実際、「陰謀論」とレッテル貼され、一部から批判を受け軽蔑される識者もいる。

 川口マーン恵美氏は、このような前置きをする必要がない。彼女が、いわゆる「陰謀論」と言われるような内容を語ったとしても(実際彼女は、アンチ・グローバリズムである。)
一般論として「それは陰謀論だ!」というような批判を惹起することがない。安定感がある。

 その理由を私なりに、いろいろ考えてはきた。

本書を読むことによって、その理由がはっきり分かったような気がした。

 彼女には「正見」がある。イデオロギーという色眼鏡を彼女はかけていない。色眼鏡なしで、かつ、歴史への深い洞察がある。「愛」がある。生活者への「愛」がある。

 人は抽象的に人を糾弾し憎むことができる。
しかし、人に固有名詞を付けると、その人にまるわる歴史風景、人間関係等々、具体的な眼差しが生れ、そうそう簡単に糾弾し、憎むことはできない。むしろ、理解がすすめばすすむほど、愛が生れて来る。同時に、不義にたいする「正義」の感覚も研ぎ澄まされてくる。

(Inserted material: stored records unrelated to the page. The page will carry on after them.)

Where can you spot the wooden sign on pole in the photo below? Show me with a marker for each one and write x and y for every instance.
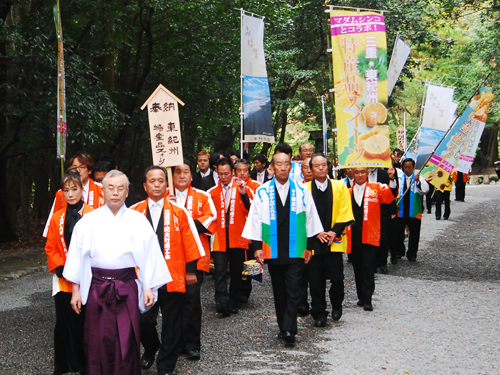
(165, 130)
(401, 137)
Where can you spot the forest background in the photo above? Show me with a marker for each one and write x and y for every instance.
(118, 51)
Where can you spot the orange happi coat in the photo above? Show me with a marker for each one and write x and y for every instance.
(55, 247)
(180, 239)
(253, 184)
(236, 219)
(95, 198)
(201, 207)
(375, 195)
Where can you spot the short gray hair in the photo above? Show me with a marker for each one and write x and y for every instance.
(115, 173)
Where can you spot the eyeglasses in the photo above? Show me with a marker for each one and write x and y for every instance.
(81, 167)
(112, 189)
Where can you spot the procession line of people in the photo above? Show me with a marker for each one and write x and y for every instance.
(115, 267)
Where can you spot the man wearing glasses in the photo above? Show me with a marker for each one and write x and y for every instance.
(366, 198)
(92, 192)
(232, 199)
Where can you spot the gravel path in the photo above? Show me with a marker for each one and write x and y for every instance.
(436, 316)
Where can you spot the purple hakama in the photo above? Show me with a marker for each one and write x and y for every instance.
(112, 323)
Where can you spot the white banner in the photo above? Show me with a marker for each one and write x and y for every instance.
(257, 115)
(399, 56)
(438, 104)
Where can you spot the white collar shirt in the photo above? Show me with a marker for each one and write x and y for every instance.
(322, 185)
(181, 197)
(85, 194)
(283, 190)
(155, 210)
(260, 176)
(359, 191)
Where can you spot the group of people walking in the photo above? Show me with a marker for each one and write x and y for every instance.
(115, 267)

 川口さんには、イデオロギーに洗脳されていない歴史観がある。
具体的な一人一人、生きている人間への眼差しがある。
 イデオロギーで抽象的に人間を捉えてはいない。
すなわち具体的個人に対する眼差しの上で、政治、政策を語っておられる。

 ゆえにこそ、例えば、ドイツの緑の党など、リベラル指導者の「欺瞞」「インチキ」が油が水に浮かぶように、自然と炙り出される。
 
 陰謀論と同じような論点を語っても、陰謀論にならない「正見」がある。
これは、あくまで私の個人的見解にすぎないが、ますます川口ファンになってしまった。